Auch die deutsche Regierung steht weiterhin uneingeschränkt an der Seite Israels, wie Kanzler Scholz und Außenministerin Baerbock betonen. Sie verhindern mit aller Macht einen Aufruf der EU zu einem dauerhaften Waffenstillstand in Gaza. Die deutsche Regierung gibt damit gewissenlos grünes Licht für das Massaker der israelischen Armee. Durch Waffenlieferungen und die Streichung der zugesagten Finanzierung für das UNHilfswerk UNRWA macht sich die Bundesregierung mitschuldig am Verhungern und Verbluten der Menschen in Gaza!

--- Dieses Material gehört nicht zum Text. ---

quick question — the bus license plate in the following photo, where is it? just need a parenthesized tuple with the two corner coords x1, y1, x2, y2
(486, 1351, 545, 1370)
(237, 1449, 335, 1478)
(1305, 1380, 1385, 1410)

  • Wir fordern einen sofortigen Stopp der Bombardierungen und einen sofortigen Waffenstillstand.
  • Die Aufhebung der Blockade des Gazastreifens und ein Ende jeglicher Unterstützung des Krieges gegen die Palästinenser!
  • Deutschland und die EU müssen Israel dazu bewegen, das Recht des palästinensischen Volkes auf Rückkehr in seine Heimat und seine Selbstbestimmung anzuerkennen und die
    Resolutionen der Vereinten Nationen zu akzeptieren!
  • Das international verbriefte Recht des palästinensischen Volkes auf einen unabhängigen souveränen Staat mit Ost-Jerusalem als Hauptstadt und das Recht auf Rückkehr der
    palästinensischen Flüchtlinge in ihre Heimat muss von der deutschen Regierung anerkannt und unterstützt werden.

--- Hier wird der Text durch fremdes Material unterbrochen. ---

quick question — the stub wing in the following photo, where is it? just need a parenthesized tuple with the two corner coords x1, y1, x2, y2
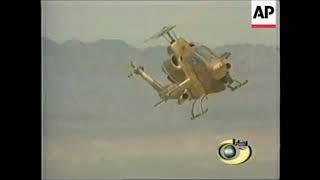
(129, 61, 163, 93)
(154, 78, 192, 107)
(160, 78, 191, 99)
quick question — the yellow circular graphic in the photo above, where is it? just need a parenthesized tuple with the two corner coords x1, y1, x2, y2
(217, 139, 252, 165)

Der Erzbischof und Friedensnobelpreisträger Desmond Tutu schrieb 2014 in einem Artikel für die israelische Zeitung Haaretz, und ich möchte daraus zitieren:

„Wir sind gegen die Ungerechtigkeit der illegalen Besetzung von Palästina. Wir sind gegen das willkürliche Morden im Gazastreifen. Wir sind gegen die Erniedrigung von Palästinensern an Kontrollpunkten und Straßensperren. Wir sind gegen die von allen Beteiligten begangenen Gewalttaten. Aber wir sind nicht gegen Juden. (…) Es wird immer deutlicher, dass Politiker und Diplomaten einfach keine Anworten finden und dass die Verantwortung, eine nachhaltige Lösung für die Krise im Heiligen Land zu erarbeiten, bei der Zivilgesellschaft und den Bewohnern Israels und Palästinas selber liegt.

Abgesehen von der jüngsten Verwüstung im Gazastreifen sind anständige Menschen überall – darunter auch viele in Israel – zutiefst verstört von der Tatsache, dass täglich die Menschenwürde und die Bewegungsfreiheit der Palästinenser an Kontrollpunkten und Straßensperren verletzt wird.

 (….) Am Ende setzt sich das Gute durch. Das Streben danach, die Menschen in Palästina von der Demütigung und Verfolgung durch die Politik Israels zu befreien, ist ein gerechtes Anliegen. (…)

Von Nelson Mandela stammt der berühmte Ausspruch, die Südafrikaner würden sich nicht frei fühlen, bis auch die Palästinenser frei sind. Er hätte ebenfalls hinzufügen können, dass die Befreiung Palästinas auch Israel befreien wird.“

Frieden ist nicht gegeneinander, sondern nur miteinander möglich. Ein Waffenstillstand und ein gerechter Frieden in Nahost sind jetzt geboten. Für gleiche Rechte, Frieden und Würde für alle Menschen vom Fluß bis zum Meer.

Wir dürfen zum Unrecht nicht schweigen, damit endlich die Waffen schweigen.